El infarto del alma como cuerpo textual ha perdido la razón y habla más de una lengua porque ninguna alcanza a decir lo que son la locura y el amor como experiencias excesivas.

En este texto Eltit, al igual que en otras de sus obras, se ocupa de un sujeto marginal, el loco confinado en un espacio que lo separa del mundo y que le quita toda agencia, pero que logra salvarse de la tiranía estatal y médica porque ama, porque encuentra en el otro (loco) a alguien que lo cuida, que lo alimenta, que lo espera, que lo abraza. Ese “mínimo de vida humana” que son los cuerpos del encierro se convierte en energía expansiva a la ahora del encuentro con el enamorado, hecho que abre una línea de fuga dentro del reformatorio; un más allá de la ley y de los fármacos que desarticula el diagnóstico y la pericia médica y expande el deseo que siempre fue censurado o castrado por la sociedad. El afecto funciona dentro del manicomio como potencia política que funda una comunidad del sentir, donde lo común es amar locamente. Por el breve tiempo de su visita en el sanatorio, Eltit y Errázuri forman parte de esa comunidad que las reconoce como “Tía Paz” y “mamita” y que se muestra complacida de posar para las fotos que los toman en cuenta y le dan visibilidad a ese ser dos, ese ser siameses como una nueva oportunidad de existencia.

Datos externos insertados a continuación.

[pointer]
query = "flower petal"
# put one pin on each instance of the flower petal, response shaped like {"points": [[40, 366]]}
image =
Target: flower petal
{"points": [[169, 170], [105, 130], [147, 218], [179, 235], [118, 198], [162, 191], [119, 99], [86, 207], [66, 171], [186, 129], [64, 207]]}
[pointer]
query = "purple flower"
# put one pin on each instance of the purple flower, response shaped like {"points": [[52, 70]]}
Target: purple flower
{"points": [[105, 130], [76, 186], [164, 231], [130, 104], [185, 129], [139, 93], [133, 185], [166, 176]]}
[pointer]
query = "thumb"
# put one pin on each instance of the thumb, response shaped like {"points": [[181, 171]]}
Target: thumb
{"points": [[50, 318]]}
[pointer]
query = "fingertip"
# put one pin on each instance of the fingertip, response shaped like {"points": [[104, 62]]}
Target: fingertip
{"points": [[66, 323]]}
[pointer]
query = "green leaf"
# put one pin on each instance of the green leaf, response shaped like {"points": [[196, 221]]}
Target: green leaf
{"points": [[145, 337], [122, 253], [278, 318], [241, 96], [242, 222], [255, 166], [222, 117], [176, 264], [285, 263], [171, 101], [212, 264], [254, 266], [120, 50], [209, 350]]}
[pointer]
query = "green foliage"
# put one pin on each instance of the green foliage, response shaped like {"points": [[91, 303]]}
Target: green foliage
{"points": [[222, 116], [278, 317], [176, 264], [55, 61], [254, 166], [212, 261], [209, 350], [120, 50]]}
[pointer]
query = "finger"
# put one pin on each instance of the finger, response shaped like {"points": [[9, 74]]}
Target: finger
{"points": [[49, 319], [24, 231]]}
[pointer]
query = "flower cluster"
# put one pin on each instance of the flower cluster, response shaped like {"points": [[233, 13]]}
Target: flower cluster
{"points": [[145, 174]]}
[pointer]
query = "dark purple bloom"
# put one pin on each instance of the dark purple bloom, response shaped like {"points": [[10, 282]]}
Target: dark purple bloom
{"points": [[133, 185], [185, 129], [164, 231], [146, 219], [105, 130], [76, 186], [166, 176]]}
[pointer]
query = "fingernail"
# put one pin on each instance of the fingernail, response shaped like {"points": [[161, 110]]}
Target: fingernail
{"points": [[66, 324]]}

El infarto del alma es también un libro sobre el amor por la palabra, como lo dice Eltit en un pasaje del diario: “Después de todo he viajado para vivir mi propia historia de amor. Estoy en el manicomio por mi propio amor a la palabra, por la pasión que me sigue provocando la palabra”. En este sentido, es también el testimonio de una impotencia, el reconocimiento de la insuficiencia del lenguaje para representar la experiencia. Pero en el caso de Diamela Eltit, este testimonio precario que se materializa en la experimentación de varios discursos y lenguajes logra tocarnos e interpelarnos justo allí donde el sentido falla y donde queda resonando “la música del desierto”, ese canto que brota de la garganta de un loco y que Eltit nos hace escuchar con sus oídos y poniéndonos a temblar.